Il faut oser la réussite, vraiment !

30 novembre 2019

Sur le thème « Osez la réussite », le 12e congrès de la Fédération des cégeps a eu lieu à la fin du mois d’octobre 2019 à St-Hyacinthe. Alors que les taux de diplomation atteignent à peine les 61%, il y a tout lieu de s’interroger et de chercher des pistes de solution;  tout ceci dans un contexte de pénurie de main d’oeuvre. Je ressors de ce congrès avec une impression partagée entre la frilosité et l’audace. Les présentations et les ateliers étaient certes de qualité, de même que l’organisation impeccable et la participation nombreuse.  On y rencontrait en particulier un grand nombre de décideurs, donc des gens en mesure d’influencer l’avenir.

Soulignons la qualité de la conférence d’ouverture de Sylvain Toutant qui nous appelle à la prise de risque, à l’accélération du changement pour s’adapter au monde qui vient. Le gestionnaire d’entreprises de haut calibre, aux succès nombreux, nous incite à tenir compte des réalités de notre siècle et des attentes de la jeune génération: le bonheur au travail, par exemple, le besoin d’innover, de se sentir autonome, d’exercer sa pensée critique, de travailler en équipe, de s’identifier à un projet digne d’un engagement intense. 
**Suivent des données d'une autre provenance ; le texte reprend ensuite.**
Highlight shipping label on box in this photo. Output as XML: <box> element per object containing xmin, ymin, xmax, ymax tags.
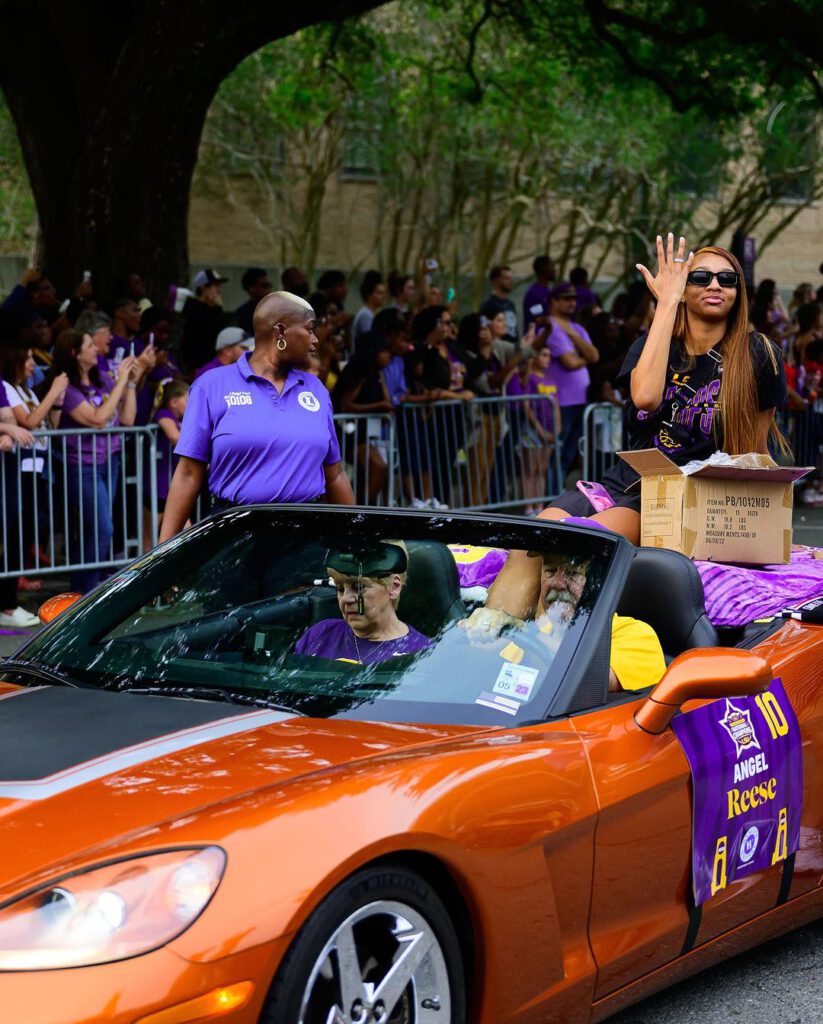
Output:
<box><xmin>619</xmin><ymin>449</ymin><xmax>809</xmax><ymax>565</ymax></box>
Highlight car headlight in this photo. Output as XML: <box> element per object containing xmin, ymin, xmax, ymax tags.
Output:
<box><xmin>0</xmin><ymin>846</ymin><xmax>226</xmax><ymax>971</ymax></box>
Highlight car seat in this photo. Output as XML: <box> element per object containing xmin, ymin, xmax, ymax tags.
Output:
<box><xmin>617</xmin><ymin>548</ymin><xmax>720</xmax><ymax>663</ymax></box>
<box><xmin>397</xmin><ymin>541</ymin><xmax>466</xmax><ymax>637</ymax></box>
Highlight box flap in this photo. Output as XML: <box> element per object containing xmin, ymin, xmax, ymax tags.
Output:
<box><xmin>617</xmin><ymin>449</ymin><xmax>680</xmax><ymax>476</ymax></box>
<box><xmin>692</xmin><ymin>466</ymin><xmax>815</xmax><ymax>483</ymax></box>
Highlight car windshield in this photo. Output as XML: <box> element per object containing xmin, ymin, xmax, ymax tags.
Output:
<box><xmin>14</xmin><ymin>508</ymin><xmax>614</xmax><ymax>725</ymax></box>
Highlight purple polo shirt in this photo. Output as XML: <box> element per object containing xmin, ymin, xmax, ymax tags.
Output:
<box><xmin>194</xmin><ymin>355</ymin><xmax>223</xmax><ymax>380</ymax></box>
<box><xmin>547</xmin><ymin>321</ymin><xmax>592</xmax><ymax>409</ymax></box>
<box><xmin>506</xmin><ymin>364</ymin><xmax>557</xmax><ymax>434</ymax></box>
<box><xmin>296</xmin><ymin>614</ymin><xmax>432</xmax><ymax>665</ymax></box>
<box><xmin>57</xmin><ymin>377</ymin><xmax>121</xmax><ymax>466</ymax></box>
<box><xmin>174</xmin><ymin>352</ymin><xmax>340</xmax><ymax>505</ymax></box>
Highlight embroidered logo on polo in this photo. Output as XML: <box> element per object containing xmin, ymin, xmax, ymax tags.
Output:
<box><xmin>223</xmin><ymin>391</ymin><xmax>252</xmax><ymax>409</ymax></box>
<box><xmin>297</xmin><ymin>391</ymin><xmax>320</xmax><ymax>413</ymax></box>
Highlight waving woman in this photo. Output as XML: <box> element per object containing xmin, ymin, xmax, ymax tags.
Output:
<box><xmin>540</xmin><ymin>233</ymin><xmax>786</xmax><ymax>543</ymax></box>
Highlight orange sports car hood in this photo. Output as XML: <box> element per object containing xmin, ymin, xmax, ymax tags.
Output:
<box><xmin>0</xmin><ymin>684</ymin><xmax>479</xmax><ymax>893</ymax></box>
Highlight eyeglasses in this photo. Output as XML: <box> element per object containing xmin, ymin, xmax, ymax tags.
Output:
<box><xmin>686</xmin><ymin>270</ymin><xmax>739</xmax><ymax>288</ymax></box>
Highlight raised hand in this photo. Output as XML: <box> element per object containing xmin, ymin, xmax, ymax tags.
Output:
<box><xmin>636</xmin><ymin>231</ymin><xmax>694</xmax><ymax>303</ymax></box>
<box><xmin>49</xmin><ymin>374</ymin><xmax>69</xmax><ymax>401</ymax></box>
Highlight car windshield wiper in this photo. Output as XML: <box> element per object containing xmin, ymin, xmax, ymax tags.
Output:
<box><xmin>0</xmin><ymin>657</ymin><xmax>90</xmax><ymax>689</ymax></box>
<box><xmin>103</xmin><ymin>681</ymin><xmax>306</xmax><ymax>718</ymax></box>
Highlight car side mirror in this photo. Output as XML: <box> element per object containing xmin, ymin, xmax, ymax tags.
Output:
<box><xmin>37</xmin><ymin>591</ymin><xmax>83</xmax><ymax>626</ymax></box>
<box><xmin>635</xmin><ymin>647</ymin><xmax>774</xmax><ymax>735</ymax></box>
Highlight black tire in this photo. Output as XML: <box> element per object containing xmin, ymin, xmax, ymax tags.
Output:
<box><xmin>260</xmin><ymin>864</ymin><xmax>466</xmax><ymax>1024</ymax></box>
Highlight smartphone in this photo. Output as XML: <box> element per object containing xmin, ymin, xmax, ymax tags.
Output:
<box><xmin>577</xmin><ymin>480</ymin><xmax>614</xmax><ymax>512</ymax></box>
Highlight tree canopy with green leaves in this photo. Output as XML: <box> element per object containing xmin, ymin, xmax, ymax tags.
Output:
<box><xmin>198</xmin><ymin>0</ymin><xmax>823</xmax><ymax>299</ymax></box>
<box><xmin>0</xmin><ymin>0</ymin><xmax>823</xmax><ymax>299</ymax></box>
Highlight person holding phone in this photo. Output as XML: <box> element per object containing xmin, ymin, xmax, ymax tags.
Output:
<box><xmin>540</xmin><ymin>232</ymin><xmax>788</xmax><ymax>544</ymax></box>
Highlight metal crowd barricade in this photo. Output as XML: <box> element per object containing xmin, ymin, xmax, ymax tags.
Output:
<box><xmin>580</xmin><ymin>401</ymin><xmax>623</xmax><ymax>480</ymax></box>
<box><xmin>0</xmin><ymin>427</ymin><xmax>156</xmax><ymax>578</ymax></box>
<box><xmin>397</xmin><ymin>395</ymin><xmax>560</xmax><ymax>509</ymax></box>
<box><xmin>334</xmin><ymin>405</ymin><xmax>396</xmax><ymax>507</ymax></box>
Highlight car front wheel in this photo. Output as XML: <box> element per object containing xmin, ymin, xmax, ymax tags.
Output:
<box><xmin>261</xmin><ymin>865</ymin><xmax>466</xmax><ymax>1024</ymax></box>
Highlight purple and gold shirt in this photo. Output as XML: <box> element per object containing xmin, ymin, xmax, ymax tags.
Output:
<box><xmin>296</xmin><ymin>614</ymin><xmax>432</xmax><ymax>665</ymax></box>
<box><xmin>175</xmin><ymin>352</ymin><xmax>340</xmax><ymax>505</ymax></box>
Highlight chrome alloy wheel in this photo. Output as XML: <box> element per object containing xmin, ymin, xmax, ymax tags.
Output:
<box><xmin>300</xmin><ymin>900</ymin><xmax>451</xmax><ymax>1024</ymax></box>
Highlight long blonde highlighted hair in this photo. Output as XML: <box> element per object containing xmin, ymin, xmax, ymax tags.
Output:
<box><xmin>672</xmin><ymin>246</ymin><xmax>791</xmax><ymax>456</ymax></box>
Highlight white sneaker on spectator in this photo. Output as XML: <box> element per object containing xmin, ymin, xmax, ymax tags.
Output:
<box><xmin>0</xmin><ymin>605</ymin><xmax>40</xmax><ymax>629</ymax></box>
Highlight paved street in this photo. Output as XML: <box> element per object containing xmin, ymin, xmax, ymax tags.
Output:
<box><xmin>609</xmin><ymin>922</ymin><xmax>823</xmax><ymax>1024</ymax></box>
<box><xmin>0</xmin><ymin>508</ymin><xmax>823</xmax><ymax>1024</ymax></box>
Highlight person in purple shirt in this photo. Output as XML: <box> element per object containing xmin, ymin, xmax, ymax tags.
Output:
<box><xmin>194</xmin><ymin>327</ymin><xmax>254</xmax><ymax>380</ymax></box>
<box><xmin>143</xmin><ymin>378</ymin><xmax>188</xmax><ymax>551</ymax></box>
<box><xmin>160</xmin><ymin>292</ymin><xmax>354</xmax><ymax>542</ymax></box>
<box><xmin>46</xmin><ymin>331</ymin><xmax>138</xmax><ymax>594</ymax></box>
<box><xmin>523</xmin><ymin>256</ymin><xmax>557</xmax><ymax>331</ymax></box>
<box><xmin>545</xmin><ymin>281</ymin><xmax>600</xmax><ymax>490</ymax></box>
<box><xmin>295</xmin><ymin>541</ymin><xmax>432</xmax><ymax>665</ymax></box>
<box><xmin>75</xmin><ymin>309</ymin><xmax>117</xmax><ymax>384</ymax></box>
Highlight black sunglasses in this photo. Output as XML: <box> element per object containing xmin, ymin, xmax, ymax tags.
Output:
<box><xmin>686</xmin><ymin>270</ymin><xmax>739</xmax><ymax>288</ymax></box>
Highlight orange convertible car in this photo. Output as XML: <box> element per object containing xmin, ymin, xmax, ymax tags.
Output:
<box><xmin>0</xmin><ymin>506</ymin><xmax>823</xmax><ymax>1024</ymax></box>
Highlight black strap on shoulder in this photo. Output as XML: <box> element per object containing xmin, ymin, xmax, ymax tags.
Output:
<box><xmin>775</xmin><ymin>853</ymin><xmax>795</xmax><ymax>906</ymax></box>
<box><xmin>680</xmin><ymin>873</ymin><xmax>703</xmax><ymax>956</ymax></box>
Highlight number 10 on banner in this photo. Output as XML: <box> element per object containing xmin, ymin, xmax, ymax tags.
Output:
<box><xmin>754</xmin><ymin>690</ymin><xmax>788</xmax><ymax>739</ymax></box>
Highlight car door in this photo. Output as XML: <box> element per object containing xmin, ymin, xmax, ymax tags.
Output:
<box><xmin>572</xmin><ymin>679</ymin><xmax>784</xmax><ymax>998</ymax></box>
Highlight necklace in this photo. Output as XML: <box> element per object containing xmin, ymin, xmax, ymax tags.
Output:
<box><xmin>349</xmin><ymin>626</ymin><xmax>408</xmax><ymax>665</ymax></box>
<box><xmin>349</xmin><ymin>627</ymin><xmax>399</xmax><ymax>665</ymax></box>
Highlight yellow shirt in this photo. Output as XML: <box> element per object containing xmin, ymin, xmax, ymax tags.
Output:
<box><xmin>609</xmin><ymin>615</ymin><xmax>665</xmax><ymax>690</ymax></box>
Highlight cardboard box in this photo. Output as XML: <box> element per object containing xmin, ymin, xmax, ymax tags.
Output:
<box><xmin>617</xmin><ymin>449</ymin><xmax>812</xmax><ymax>565</ymax></box>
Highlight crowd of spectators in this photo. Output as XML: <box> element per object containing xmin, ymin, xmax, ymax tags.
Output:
<box><xmin>0</xmin><ymin>255</ymin><xmax>823</xmax><ymax>614</ymax></box>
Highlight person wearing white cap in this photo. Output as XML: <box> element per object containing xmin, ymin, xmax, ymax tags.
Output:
<box><xmin>194</xmin><ymin>327</ymin><xmax>254</xmax><ymax>380</ymax></box>
<box><xmin>182</xmin><ymin>268</ymin><xmax>228</xmax><ymax>372</ymax></box>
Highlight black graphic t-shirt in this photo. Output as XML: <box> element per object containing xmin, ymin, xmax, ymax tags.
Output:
<box><xmin>607</xmin><ymin>334</ymin><xmax>787</xmax><ymax>490</ymax></box>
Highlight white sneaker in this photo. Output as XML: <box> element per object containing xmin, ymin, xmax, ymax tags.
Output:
<box><xmin>0</xmin><ymin>605</ymin><xmax>40</xmax><ymax>629</ymax></box>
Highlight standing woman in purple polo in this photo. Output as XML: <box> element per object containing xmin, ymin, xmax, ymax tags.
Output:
<box><xmin>160</xmin><ymin>292</ymin><xmax>354</xmax><ymax>542</ymax></box>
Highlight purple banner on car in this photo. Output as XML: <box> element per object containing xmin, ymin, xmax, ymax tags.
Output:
<box><xmin>672</xmin><ymin>679</ymin><xmax>803</xmax><ymax>905</ymax></box>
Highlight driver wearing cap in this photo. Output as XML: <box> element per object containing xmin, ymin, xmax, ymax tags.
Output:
<box><xmin>295</xmin><ymin>541</ymin><xmax>432</xmax><ymax>665</ymax></box>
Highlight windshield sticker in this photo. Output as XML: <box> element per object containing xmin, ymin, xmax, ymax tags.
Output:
<box><xmin>672</xmin><ymin>679</ymin><xmax>803</xmax><ymax>905</ymax></box>
<box><xmin>475</xmin><ymin>690</ymin><xmax>520</xmax><ymax>715</ymax></box>
<box><xmin>491</xmin><ymin>663</ymin><xmax>539</xmax><ymax>700</ymax></box>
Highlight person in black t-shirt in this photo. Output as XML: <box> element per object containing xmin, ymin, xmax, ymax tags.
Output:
<box><xmin>480</xmin><ymin>266</ymin><xmax>520</xmax><ymax>342</ymax></box>
<box><xmin>540</xmin><ymin>232</ymin><xmax>788</xmax><ymax>544</ymax></box>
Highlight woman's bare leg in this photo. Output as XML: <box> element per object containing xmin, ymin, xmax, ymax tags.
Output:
<box><xmin>537</xmin><ymin>506</ymin><xmax>640</xmax><ymax>544</ymax></box>
<box><xmin>590</xmin><ymin>505</ymin><xmax>640</xmax><ymax>544</ymax></box>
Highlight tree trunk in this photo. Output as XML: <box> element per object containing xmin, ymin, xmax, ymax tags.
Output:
<box><xmin>0</xmin><ymin>0</ymin><xmax>379</xmax><ymax>301</ymax></box>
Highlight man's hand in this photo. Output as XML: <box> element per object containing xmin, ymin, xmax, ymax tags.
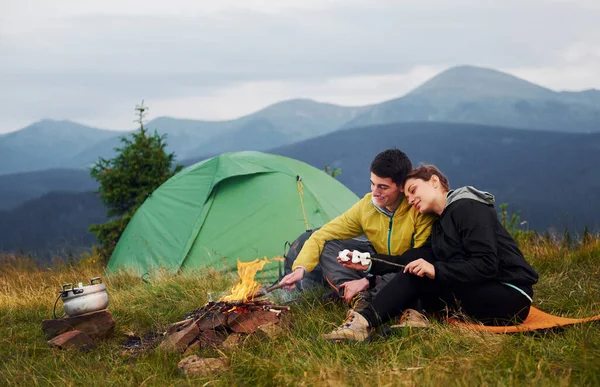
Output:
<box><xmin>404</xmin><ymin>258</ymin><xmax>435</xmax><ymax>279</ymax></box>
<box><xmin>279</xmin><ymin>267</ymin><xmax>304</xmax><ymax>290</ymax></box>
<box><xmin>340</xmin><ymin>278</ymin><xmax>369</xmax><ymax>303</ymax></box>
<box><xmin>338</xmin><ymin>251</ymin><xmax>369</xmax><ymax>271</ymax></box>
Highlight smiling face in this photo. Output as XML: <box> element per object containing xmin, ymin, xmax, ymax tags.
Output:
<box><xmin>371</xmin><ymin>172</ymin><xmax>402</xmax><ymax>212</ymax></box>
<box><xmin>404</xmin><ymin>175</ymin><xmax>445</xmax><ymax>214</ymax></box>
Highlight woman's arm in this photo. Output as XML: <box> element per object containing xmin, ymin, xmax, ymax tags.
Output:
<box><xmin>369</xmin><ymin>239</ymin><xmax>434</xmax><ymax>275</ymax></box>
<box><xmin>433</xmin><ymin>199</ymin><xmax>499</xmax><ymax>283</ymax></box>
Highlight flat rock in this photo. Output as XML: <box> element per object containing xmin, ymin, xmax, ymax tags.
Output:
<box><xmin>48</xmin><ymin>330</ymin><xmax>94</xmax><ymax>350</ymax></box>
<box><xmin>160</xmin><ymin>324</ymin><xmax>200</xmax><ymax>353</ymax></box>
<box><xmin>227</xmin><ymin>310</ymin><xmax>279</xmax><ymax>333</ymax></box>
<box><xmin>177</xmin><ymin>355</ymin><xmax>227</xmax><ymax>376</ymax></box>
<box><xmin>42</xmin><ymin>309</ymin><xmax>115</xmax><ymax>340</ymax></box>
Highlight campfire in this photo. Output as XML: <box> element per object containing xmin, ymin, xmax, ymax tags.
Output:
<box><xmin>161</xmin><ymin>258</ymin><xmax>289</xmax><ymax>353</ymax></box>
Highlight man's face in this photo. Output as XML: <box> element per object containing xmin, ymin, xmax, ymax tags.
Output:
<box><xmin>371</xmin><ymin>172</ymin><xmax>402</xmax><ymax>211</ymax></box>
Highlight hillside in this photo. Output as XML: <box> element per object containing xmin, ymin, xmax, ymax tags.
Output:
<box><xmin>0</xmin><ymin>66</ymin><xmax>600</xmax><ymax>174</ymax></box>
<box><xmin>0</xmin><ymin>123</ymin><xmax>600</xmax><ymax>260</ymax></box>
<box><xmin>0</xmin><ymin>192</ymin><xmax>106</xmax><ymax>262</ymax></box>
<box><xmin>0</xmin><ymin>169</ymin><xmax>98</xmax><ymax>210</ymax></box>
<box><xmin>0</xmin><ymin>100</ymin><xmax>367</xmax><ymax>174</ymax></box>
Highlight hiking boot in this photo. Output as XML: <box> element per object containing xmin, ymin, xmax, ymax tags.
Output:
<box><xmin>390</xmin><ymin>309</ymin><xmax>431</xmax><ymax>328</ymax></box>
<box><xmin>322</xmin><ymin>309</ymin><xmax>372</xmax><ymax>342</ymax></box>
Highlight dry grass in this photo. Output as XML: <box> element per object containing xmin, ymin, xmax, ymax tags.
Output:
<box><xmin>0</xmin><ymin>238</ymin><xmax>600</xmax><ymax>386</ymax></box>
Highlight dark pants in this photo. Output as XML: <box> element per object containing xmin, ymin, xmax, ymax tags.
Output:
<box><xmin>355</xmin><ymin>273</ymin><xmax>533</xmax><ymax>327</ymax></box>
<box><xmin>319</xmin><ymin>238</ymin><xmax>375</xmax><ymax>290</ymax></box>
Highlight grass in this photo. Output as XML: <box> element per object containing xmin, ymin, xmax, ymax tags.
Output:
<box><xmin>0</xmin><ymin>238</ymin><xmax>600</xmax><ymax>386</ymax></box>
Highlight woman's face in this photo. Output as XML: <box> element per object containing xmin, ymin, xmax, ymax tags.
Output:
<box><xmin>404</xmin><ymin>177</ymin><xmax>439</xmax><ymax>213</ymax></box>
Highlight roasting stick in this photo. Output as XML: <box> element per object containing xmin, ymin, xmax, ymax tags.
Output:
<box><xmin>250</xmin><ymin>284</ymin><xmax>287</xmax><ymax>298</ymax></box>
<box><xmin>369</xmin><ymin>257</ymin><xmax>406</xmax><ymax>269</ymax></box>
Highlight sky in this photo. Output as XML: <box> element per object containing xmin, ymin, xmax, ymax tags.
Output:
<box><xmin>0</xmin><ymin>0</ymin><xmax>600</xmax><ymax>133</ymax></box>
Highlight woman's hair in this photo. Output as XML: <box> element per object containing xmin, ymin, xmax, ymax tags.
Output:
<box><xmin>406</xmin><ymin>165</ymin><xmax>450</xmax><ymax>191</ymax></box>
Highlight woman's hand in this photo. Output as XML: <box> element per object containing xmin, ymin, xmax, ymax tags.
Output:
<box><xmin>279</xmin><ymin>267</ymin><xmax>304</xmax><ymax>291</ymax></box>
<box><xmin>338</xmin><ymin>251</ymin><xmax>369</xmax><ymax>271</ymax></box>
<box><xmin>404</xmin><ymin>258</ymin><xmax>435</xmax><ymax>279</ymax></box>
<box><xmin>340</xmin><ymin>278</ymin><xmax>369</xmax><ymax>303</ymax></box>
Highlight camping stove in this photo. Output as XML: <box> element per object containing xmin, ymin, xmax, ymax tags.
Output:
<box><xmin>54</xmin><ymin>277</ymin><xmax>108</xmax><ymax>318</ymax></box>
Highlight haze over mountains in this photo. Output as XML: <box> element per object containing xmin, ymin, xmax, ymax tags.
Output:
<box><xmin>0</xmin><ymin>66</ymin><xmax>600</xmax><ymax>174</ymax></box>
<box><xmin>0</xmin><ymin>66</ymin><xmax>600</xmax><ymax>256</ymax></box>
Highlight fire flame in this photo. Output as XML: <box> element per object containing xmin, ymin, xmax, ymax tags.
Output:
<box><xmin>220</xmin><ymin>257</ymin><xmax>269</xmax><ymax>301</ymax></box>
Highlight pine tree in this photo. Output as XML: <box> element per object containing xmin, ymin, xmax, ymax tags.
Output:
<box><xmin>90</xmin><ymin>101</ymin><xmax>182</xmax><ymax>262</ymax></box>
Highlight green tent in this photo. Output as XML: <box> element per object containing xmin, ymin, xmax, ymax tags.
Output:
<box><xmin>107</xmin><ymin>152</ymin><xmax>358</xmax><ymax>279</ymax></box>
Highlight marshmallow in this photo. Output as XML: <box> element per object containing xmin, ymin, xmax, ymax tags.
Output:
<box><xmin>338</xmin><ymin>249</ymin><xmax>350</xmax><ymax>262</ymax></box>
<box><xmin>352</xmin><ymin>250</ymin><xmax>371</xmax><ymax>266</ymax></box>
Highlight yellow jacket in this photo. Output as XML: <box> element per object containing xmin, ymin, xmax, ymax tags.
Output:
<box><xmin>292</xmin><ymin>193</ymin><xmax>437</xmax><ymax>272</ymax></box>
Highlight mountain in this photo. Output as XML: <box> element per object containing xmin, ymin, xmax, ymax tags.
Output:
<box><xmin>0</xmin><ymin>169</ymin><xmax>98</xmax><ymax>210</ymax></box>
<box><xmin>0</xmin><ymin>122</ymin><xmax>600</xmax><ymax>255</ymax></box>
<box><xmin>0</xmin><ymin>192</ymin><xmax>106</xmax><ymax>262</ymax></box>
<box><xmin>272</xmin><ymin>123</ymin><xmax>600</xmax><ymax>232</ymax></box>
<box><xmin>344</xmin><ymin>66</ymin><xmax>600</xmax><ymax>132</ymax></box>
<box><xmin>0</xmin><ymin>99</ymin><xmax>369</xmax><ymax>174</ymax></box>
<box><xmin>0</xmin><ymin>120</ymin><xmax>116</xmax><ymax>173</ymax></box>
<box><xmin>0</xmin><ymin>66</ymin><xmax>600</xmax><ymax>174</ymax></box>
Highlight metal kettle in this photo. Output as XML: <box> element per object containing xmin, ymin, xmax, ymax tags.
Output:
<box><xmin>59</xmin><ymin>277</ymin><xmax>108</xmax><ymax>317</ymax></box>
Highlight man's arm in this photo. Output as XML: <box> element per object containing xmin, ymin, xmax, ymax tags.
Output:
<box><xmin>292</xmin><ymin>198</ymin><xmax>365</xmax><ymax>272</ymax></box>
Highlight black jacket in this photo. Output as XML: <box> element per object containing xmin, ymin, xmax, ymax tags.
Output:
<box><xmin>370</xmin><ymin>199</ymin><xmax>538</xmax><ymax>288</ymax></box>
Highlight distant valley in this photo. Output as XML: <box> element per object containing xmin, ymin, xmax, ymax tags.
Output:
<box><xmin>0</xmin><ymin>66</ymin><xmax>600</xmax><ymax>259</ymax></box>
<box><xmin>0</xmin><ymin>66</ymin><xmax>600</xmax><ymax>174</ymax></box>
Il  relève l’importance du leadership et du travail d’équipe efficace.  Une petite société comme le Québec a de nombreux défis à relever dans le contexte de la domination de plus en plus importante des GAFAM. Le conférencier énumère de nombreuses valeurs susceptibles de nous guider: le service des autres, la communication, l’esprit de décision, le courage et même l’empathie, la vulnérabilité et la générosité sont autant de composantes essentielles de la réussite.  Il nous demande de célébrer également le rôle de l’échec comme stimulant de l’apprentissage: une vision bien différente de celle qui est véhiculée par le monde scolaire traditionnel! En particulier, il présente le modèle 70-20-10 comme porteur d’avenir. Il s’agit d’un modèle développé dans le contexte de l’offre de formation aux travailleurs tout au long de la vie qui énonce un principe dont l’école pourrait s’inspirer aussi :  70 % de nos apprentissages sont réalisés dans la pratique et l’expérience, 20 % de nos apprentissage sont réalisées lors d’interactions avec nos pairs, dans la communication interpersonnelle et professionnelle, et seulement 10 % de nos apprentissages proviennent de l’enseignement traditionnel. N’est-ce pas un appel à changer nos modèles pédagogiques et le contexte même de cet enseignement collégial: la façon dont les programmes sont pensés, les cours, les relations avec les enseignants et avec les élèves?  Mais cet appel à l’audace a-t-il été entendu? Osons espérer.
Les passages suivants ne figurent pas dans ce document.